だがイヴセンティアの手からは逃げられない。
「なのおおおお!? レイン、助けてなの!」
レインに手を伸ばす妖精。
はて、なぜ自分の名前を知っているのだろうか。
首を傾げるレイン。
そしてふと、子供のころに出会った妖精のことを思い出した。
「あれ? もしかして、スイ?」
自分と知り合いの妖精なんて、スイ以外に心当たりがない。
みんな同じような見た目だから気付かなかった。
でも、きっとそうだ。
はたしてその予想は正解だった。
「そうなの! スイはスイなの!」
「そうだったんだ。
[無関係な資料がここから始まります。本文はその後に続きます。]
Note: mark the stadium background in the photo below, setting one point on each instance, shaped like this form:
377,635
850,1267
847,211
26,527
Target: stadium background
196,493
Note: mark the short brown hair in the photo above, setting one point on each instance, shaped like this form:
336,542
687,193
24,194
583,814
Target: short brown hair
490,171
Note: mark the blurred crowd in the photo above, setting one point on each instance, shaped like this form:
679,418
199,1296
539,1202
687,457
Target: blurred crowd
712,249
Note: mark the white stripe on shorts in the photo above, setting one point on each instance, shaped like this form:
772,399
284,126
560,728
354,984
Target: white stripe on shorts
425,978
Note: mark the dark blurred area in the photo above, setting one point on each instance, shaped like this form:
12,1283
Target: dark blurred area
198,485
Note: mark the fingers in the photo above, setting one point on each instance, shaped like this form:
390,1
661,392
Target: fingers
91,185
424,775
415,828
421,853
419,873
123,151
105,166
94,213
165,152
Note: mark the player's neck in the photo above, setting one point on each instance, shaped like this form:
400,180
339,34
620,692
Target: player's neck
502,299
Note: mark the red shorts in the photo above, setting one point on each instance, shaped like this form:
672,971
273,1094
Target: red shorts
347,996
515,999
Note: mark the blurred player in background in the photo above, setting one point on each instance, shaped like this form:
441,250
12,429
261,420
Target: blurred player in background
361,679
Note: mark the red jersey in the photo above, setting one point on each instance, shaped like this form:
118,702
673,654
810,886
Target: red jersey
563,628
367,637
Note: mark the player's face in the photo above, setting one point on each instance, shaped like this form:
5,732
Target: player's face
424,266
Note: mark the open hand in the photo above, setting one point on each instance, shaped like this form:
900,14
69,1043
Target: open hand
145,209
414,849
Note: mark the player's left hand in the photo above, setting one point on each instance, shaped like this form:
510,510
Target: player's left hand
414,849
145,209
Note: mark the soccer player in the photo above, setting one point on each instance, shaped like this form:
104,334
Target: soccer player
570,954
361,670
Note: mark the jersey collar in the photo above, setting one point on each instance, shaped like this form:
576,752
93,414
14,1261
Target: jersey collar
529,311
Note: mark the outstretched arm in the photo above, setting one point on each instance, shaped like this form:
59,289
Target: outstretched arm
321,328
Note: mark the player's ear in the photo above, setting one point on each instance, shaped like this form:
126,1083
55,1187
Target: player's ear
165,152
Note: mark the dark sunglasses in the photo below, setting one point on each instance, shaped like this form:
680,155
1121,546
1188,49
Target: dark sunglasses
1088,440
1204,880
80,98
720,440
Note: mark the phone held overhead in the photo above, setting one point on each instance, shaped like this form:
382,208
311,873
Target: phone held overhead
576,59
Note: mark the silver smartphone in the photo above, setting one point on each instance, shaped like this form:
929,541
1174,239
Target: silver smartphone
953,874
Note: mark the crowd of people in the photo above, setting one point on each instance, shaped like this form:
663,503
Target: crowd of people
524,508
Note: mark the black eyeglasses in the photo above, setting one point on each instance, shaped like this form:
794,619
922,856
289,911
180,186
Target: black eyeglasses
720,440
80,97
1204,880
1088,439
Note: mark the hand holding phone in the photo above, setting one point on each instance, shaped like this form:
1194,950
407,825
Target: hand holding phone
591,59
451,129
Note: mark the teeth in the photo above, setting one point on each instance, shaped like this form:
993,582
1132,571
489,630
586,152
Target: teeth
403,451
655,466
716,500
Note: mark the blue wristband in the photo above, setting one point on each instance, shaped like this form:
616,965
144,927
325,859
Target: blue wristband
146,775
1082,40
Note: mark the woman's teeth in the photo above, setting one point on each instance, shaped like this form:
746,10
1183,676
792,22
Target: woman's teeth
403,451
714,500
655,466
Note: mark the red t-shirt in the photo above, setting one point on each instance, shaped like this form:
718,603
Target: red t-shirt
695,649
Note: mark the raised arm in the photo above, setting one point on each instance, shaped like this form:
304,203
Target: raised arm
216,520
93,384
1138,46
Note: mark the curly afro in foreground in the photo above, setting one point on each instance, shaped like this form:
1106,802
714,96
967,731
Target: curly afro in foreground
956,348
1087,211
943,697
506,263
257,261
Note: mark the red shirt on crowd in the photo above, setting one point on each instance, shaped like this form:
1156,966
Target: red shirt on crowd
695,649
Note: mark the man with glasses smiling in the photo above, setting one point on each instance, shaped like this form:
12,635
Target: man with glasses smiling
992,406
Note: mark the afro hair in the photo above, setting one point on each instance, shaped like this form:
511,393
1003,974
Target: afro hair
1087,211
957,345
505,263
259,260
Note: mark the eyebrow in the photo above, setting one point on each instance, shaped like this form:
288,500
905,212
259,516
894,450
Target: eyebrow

ごめんね、今まで気付かなかった」
「謝らなくていいの! 助けてなの!」
「うん。離してあげてください、イヴ先輩」
「ああ」と頷くと、イヴセンティアはあっさりスイを解放した。
自由になったスイが、感涙にむせび泣きながらレインに飛びつく。
「なのおおおお! ありがとうなの、レイン! レインはスイたちの命の恩人なの!」
こうして、レインは妖精スイとの再会を果たしたのだった。
◆あとがき
ちょっと駆け足気味に進行中。
なぜかというと、作者がとんでもないことに気付いてしまったからです。
以前あとがきに書いたのですが、作者が住んでいる所にはネット環境がありません。
なので毎朝出先でPCを借りて投稿してます。
が、年末年始はそこでPCを借りられないのです。
(作者は先日、ようやくそのことに気付きました)
今、作者が住んでいる所は、地域そのものがド田舎なんですよね。
複数のご近所さんが薪でお風呂をわかしていたりするくらい田舎です。
お店のラインアップも、鍛冶屋、呉服屋、茶屋と江戸時代みたいな世界観です。
当然ネットカフェなんかもありません。
そんなこんなで中途半端なところで4章を中断して年を跨ぐのは嫌なので、ちょっと強引に押し込んでいきます。